E503 – Ammonium carbonates
Acidity regulatorDescription
White or almost white powder or hard, crystalline masses
Notes
Ammonium carbonates are white, crystalline powders made by combining ammonia with carbon dioxide and water. This creates compounds like ammonium carbonate and ammonium bicarbonate, which have been used in baking for centuries - they were actually some of the original leavening agents before modern baking powder became common. The ammonia used comes from industrial processes, but don't worry - it's completely transformed in the final product. These compounds work as leavening agents, which means they help baked goods rise by releasing carbon dioxide gas when heated. They're particularly popular in crispy cookies, crackers, and some traditional European baked goods because they create a light, airy texture and then completely disappear during baking, leaving no residual taste.
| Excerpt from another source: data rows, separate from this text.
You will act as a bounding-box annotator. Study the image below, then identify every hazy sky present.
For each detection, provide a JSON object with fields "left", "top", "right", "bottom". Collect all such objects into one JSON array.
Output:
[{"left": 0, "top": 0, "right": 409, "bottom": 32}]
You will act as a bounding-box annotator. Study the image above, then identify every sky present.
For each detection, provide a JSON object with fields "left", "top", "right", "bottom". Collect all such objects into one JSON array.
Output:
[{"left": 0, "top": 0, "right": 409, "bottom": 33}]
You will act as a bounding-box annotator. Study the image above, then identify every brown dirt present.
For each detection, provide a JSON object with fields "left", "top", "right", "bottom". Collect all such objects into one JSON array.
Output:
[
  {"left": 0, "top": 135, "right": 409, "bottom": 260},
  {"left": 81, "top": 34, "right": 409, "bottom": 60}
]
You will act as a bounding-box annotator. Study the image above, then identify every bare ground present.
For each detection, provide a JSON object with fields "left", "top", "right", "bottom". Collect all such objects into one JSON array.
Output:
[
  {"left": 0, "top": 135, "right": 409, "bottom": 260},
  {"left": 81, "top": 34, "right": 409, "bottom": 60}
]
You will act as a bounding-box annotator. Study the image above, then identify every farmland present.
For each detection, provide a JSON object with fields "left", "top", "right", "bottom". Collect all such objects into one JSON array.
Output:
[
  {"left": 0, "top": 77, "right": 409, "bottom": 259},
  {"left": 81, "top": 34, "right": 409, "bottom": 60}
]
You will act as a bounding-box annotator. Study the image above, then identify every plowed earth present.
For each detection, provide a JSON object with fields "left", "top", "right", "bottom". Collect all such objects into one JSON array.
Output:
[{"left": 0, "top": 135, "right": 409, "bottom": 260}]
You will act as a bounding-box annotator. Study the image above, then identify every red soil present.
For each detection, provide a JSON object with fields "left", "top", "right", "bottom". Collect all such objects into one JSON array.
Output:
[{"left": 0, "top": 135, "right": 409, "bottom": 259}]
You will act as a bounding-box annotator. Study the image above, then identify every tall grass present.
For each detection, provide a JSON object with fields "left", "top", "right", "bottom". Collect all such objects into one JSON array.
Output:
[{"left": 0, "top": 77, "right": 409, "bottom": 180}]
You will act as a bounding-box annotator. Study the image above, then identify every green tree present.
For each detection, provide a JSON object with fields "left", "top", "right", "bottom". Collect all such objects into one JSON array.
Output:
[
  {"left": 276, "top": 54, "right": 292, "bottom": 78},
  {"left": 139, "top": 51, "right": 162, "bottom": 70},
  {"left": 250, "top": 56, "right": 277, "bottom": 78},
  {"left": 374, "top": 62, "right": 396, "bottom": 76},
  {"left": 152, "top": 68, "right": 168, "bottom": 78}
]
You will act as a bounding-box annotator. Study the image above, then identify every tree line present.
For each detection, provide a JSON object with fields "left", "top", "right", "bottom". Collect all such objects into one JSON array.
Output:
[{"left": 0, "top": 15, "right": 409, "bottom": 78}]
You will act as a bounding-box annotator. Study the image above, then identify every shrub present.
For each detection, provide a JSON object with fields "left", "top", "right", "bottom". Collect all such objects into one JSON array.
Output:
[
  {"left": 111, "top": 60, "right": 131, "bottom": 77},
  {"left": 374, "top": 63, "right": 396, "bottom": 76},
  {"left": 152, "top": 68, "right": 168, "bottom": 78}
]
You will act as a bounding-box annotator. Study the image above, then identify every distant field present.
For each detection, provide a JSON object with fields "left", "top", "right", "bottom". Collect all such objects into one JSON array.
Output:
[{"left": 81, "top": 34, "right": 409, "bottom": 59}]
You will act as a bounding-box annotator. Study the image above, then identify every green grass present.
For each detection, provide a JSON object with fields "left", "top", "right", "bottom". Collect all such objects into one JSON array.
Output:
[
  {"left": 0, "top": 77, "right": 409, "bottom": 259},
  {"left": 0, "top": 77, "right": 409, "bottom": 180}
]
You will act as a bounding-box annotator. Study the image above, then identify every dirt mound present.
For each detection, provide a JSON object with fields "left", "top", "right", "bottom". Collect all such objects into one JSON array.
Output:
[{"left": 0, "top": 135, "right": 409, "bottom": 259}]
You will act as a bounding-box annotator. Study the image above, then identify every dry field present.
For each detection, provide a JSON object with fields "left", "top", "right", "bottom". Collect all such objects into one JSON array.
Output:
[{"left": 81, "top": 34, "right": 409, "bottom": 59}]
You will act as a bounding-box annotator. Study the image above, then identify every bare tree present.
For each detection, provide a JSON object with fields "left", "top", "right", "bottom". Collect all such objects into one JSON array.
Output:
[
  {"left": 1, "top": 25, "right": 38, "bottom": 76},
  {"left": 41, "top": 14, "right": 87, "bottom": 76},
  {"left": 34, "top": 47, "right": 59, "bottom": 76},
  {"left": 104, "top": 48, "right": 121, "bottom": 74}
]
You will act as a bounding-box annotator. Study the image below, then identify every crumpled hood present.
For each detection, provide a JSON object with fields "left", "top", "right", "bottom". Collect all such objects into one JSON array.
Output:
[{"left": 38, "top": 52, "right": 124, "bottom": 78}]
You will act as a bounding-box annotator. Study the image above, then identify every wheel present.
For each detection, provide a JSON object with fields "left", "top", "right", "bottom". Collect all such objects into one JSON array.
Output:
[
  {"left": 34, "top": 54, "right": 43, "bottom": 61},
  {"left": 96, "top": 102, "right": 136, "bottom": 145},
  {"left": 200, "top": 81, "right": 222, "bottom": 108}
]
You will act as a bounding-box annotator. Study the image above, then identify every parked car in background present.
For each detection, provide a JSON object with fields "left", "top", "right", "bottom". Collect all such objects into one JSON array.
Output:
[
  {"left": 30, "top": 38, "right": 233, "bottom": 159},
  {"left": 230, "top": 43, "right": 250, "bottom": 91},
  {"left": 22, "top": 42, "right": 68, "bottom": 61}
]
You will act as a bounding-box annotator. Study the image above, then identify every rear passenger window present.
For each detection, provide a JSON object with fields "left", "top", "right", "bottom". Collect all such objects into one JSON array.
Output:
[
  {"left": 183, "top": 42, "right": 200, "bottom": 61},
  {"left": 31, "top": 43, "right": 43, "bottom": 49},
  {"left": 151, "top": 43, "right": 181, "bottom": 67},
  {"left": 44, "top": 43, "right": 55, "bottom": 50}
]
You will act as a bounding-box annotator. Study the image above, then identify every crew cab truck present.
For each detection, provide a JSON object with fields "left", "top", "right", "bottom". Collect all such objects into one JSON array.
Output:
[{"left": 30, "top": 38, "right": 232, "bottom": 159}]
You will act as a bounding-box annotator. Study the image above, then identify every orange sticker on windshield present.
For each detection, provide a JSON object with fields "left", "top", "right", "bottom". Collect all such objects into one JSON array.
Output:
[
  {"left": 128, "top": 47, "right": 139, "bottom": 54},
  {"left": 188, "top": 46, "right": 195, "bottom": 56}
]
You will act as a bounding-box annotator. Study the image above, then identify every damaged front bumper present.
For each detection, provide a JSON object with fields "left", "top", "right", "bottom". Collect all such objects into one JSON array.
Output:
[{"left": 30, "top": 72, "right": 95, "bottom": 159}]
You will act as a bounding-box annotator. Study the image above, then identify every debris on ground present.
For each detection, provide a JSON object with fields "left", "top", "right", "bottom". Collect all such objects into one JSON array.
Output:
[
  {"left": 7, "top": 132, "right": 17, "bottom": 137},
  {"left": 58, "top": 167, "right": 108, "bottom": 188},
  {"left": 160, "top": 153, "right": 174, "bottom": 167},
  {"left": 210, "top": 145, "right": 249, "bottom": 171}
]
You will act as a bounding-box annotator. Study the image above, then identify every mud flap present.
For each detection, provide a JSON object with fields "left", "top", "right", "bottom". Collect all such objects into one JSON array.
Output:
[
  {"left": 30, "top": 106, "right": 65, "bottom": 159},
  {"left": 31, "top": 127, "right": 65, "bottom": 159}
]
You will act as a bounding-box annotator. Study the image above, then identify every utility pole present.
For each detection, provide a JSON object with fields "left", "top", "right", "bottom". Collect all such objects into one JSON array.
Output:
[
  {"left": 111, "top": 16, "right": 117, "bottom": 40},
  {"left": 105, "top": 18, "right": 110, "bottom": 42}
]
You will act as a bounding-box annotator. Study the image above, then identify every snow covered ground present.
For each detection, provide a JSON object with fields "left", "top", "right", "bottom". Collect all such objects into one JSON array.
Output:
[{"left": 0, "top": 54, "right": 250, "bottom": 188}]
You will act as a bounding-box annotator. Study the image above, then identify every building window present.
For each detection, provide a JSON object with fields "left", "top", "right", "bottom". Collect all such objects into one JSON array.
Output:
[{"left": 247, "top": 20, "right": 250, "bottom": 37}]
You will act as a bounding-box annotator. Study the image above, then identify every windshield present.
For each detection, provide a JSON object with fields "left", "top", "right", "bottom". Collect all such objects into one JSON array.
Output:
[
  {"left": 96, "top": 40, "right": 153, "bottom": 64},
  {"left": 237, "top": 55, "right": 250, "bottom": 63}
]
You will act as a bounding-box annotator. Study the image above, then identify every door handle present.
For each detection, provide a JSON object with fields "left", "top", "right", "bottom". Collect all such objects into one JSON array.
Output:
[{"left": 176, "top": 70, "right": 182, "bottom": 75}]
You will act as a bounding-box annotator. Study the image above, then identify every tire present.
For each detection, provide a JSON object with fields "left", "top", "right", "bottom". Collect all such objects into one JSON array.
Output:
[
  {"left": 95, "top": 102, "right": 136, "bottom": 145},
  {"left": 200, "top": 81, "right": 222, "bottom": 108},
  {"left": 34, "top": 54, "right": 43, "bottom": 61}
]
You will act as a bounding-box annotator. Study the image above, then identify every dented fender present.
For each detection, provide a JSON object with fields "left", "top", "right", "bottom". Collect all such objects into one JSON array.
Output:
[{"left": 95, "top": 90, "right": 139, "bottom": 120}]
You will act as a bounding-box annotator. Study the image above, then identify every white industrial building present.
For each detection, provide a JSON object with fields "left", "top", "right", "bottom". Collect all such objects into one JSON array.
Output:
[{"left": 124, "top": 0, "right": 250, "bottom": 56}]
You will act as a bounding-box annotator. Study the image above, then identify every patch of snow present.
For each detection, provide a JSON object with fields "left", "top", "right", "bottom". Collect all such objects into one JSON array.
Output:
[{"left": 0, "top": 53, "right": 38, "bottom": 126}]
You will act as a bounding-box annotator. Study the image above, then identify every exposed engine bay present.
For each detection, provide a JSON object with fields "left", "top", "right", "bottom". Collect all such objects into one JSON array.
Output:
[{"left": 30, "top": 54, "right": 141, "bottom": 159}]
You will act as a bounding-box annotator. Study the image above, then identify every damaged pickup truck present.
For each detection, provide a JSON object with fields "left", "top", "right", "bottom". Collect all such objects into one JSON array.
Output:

Unlike baking powder, ammonium carbonates work especially well in low-moisture baked goods. Ammonium carbonates are synthetic but completely safe when used properly in baking. They're suitable for vegetarian and vegan diets and generally acceptable under religious dietary laws since they contain no animal products. One thing to note is that they should only be used in baked goods that get hot enough during cooking - if you tried to use them in something that doesn't bake thoroughly, you might detect a slight ammonia smell, though this completely disappears with proper baking.